Маленький Ал перестал ковырять асфальт и на чистом японском, насколько это было возможно в четыре года, выпалил:
– Это нечестно.
Бабушка с папой засмеялись, маленький Ал скривился и побежал к маме. Папа поднес камеру к ним, приблизив ее к черной макушке, прячущейся за маминой юбкой.
– Издеваются они над тобой, да? – она тоже смеялась.
– Да, – проканючил маленький Ал на русском.
– Мама, – позвал ее папа, поднимая камеру и спеша озвучить, что сказал ранее и для мамы, которая японского не знала, – у тебя очень хитрый сын.
Ал дернулся вперед, больно проехавшись коленками по ковру, но успев-таки остановить кассету на том моменте, где слегка размазано из-за движения, но так близко было видно ее лицо. Она раскраснелась от жары; из-за тени от шляпы и прищура от палящего солнца было не видно ее глаз, но Ал знал, что они голубые; волосы она собрала в небрежный короткий хвостик и начес на ее челке осел и мокрыми от пота прядями разбросался по лбу. Раньше он не замечал у нее морщин, как и ямочек на щеках, слегка неровных зубов, веснушек на плечах, хотя на лице их почти не было. Ал свыкся с тем, что забывает ее лицо, что он похож на отца, а не на нее, за исключением, разве что, носа, что не увидит ее в зеркале, перестал винить себя в этом, теперь нужно было только запомнить все эти мелочи до следующего раза, когда они начнут ускользать, когда он снова не начнет вглядываться в фотографии.
Учить найденный проигрыш не хотелось, досматривать кассету тоже. Ал ушел на кухню ставить чайник, хотя чай пить не хотелось. Он знал, что отец будет ругаться за бардак, когда вернется, поэтому решил убрать мусор и гитару. А про кассету забыл.
Несколько часов спустя отец подошел к телевизору, чтобы вытащить ее и ухмыльнулся.
– Это там, где ты притворяешься, что не понимаешь бабушку?
– А зачем она заставляла меня говорить с ней только на японском? – в тон ему спросил Ал.
– Чтобы ты был образованным, – отец вернулся на диван. – Поставь пожалуйста чайник.
Он устало, но расслаблено прикрыл глаза. И это выражение сопровождало его вплоть до ужина, пока Ал не поймал на себе его взгляд.
– Что? – спросил он и несколько кусочков белка сбежали из его рта.
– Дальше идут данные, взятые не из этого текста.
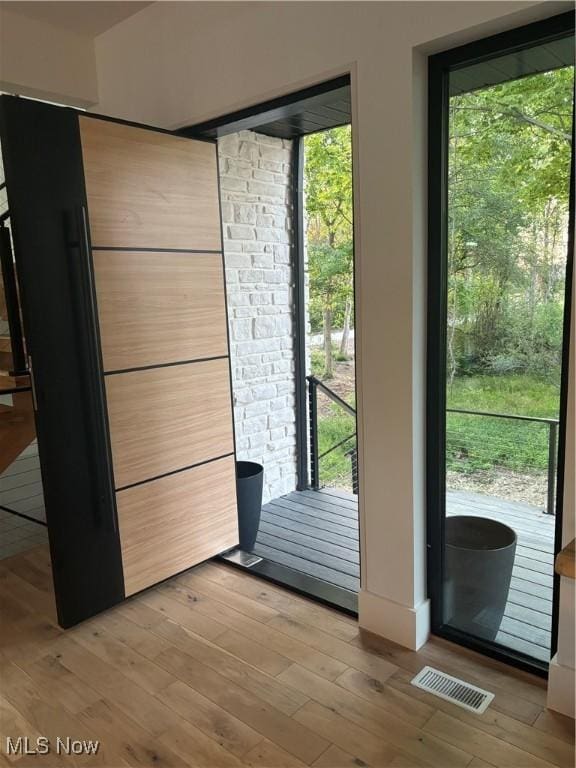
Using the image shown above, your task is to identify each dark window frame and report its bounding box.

Но взгляд оказался не проницательным, а задумчивым.
– Через недельку, скорее всего прямо перед школой, состоится, м-м, прием в доме Карла, – тщательно выбирая слова проговорил Мирон, расстегивая верхние пуговицы рубашки. – И тебе стоит прийти.
– Зачем? – Алу было слишком лень торопить его переходить к делу.
Отец побарабанил пальцами по столу, явно желая увидеть в них сигарету, а не вилку. Ал был удивлен, он крайне редко видел, как отец нервничает.
– Ты показал себя, сынок, – непривычно низким голосом проговорил он. – Не знаю, в курсе ли ты, но все эти годы я старался, чтобы как можно меньше людей узнали о факте самого твоего существования. Что ты появился на свет или что ты… что ты выжил после той ночи. Чем меньше людей знают об этом, тем меньше людей хотят тебя убить. За мертвыми нет нужды охотится.
Он дал Алу секунду, чтобы переварить это. Тот знал об этом, не помнил, как узнал, но знал. Но также знал, что отец ни разу не говорил это вот так в открытую.
– Но вышло так, – делано приободрившимся голосом продолжил отец, – что ты показал себя именно тому, кому меньше всего надо. Тебя нет смысла больше скрывать, Саш. Это может спровоцировать еще одно покушение на твою жизнь. Мы найдем способ, как это исправить, но ты должен дать им тебя рассмотреть.
Ал смотрел на него секунду, потом спросил:
– Кому – им?
Отец помедлил с ответом.
– Ведь вышло, что единственный, кто принимает тебя в серьез, единственный, кто заметил меня, это…
– Гор.
Отец произнес это на выдохе, словно порыв ветра пронесся в жарком летнем дне.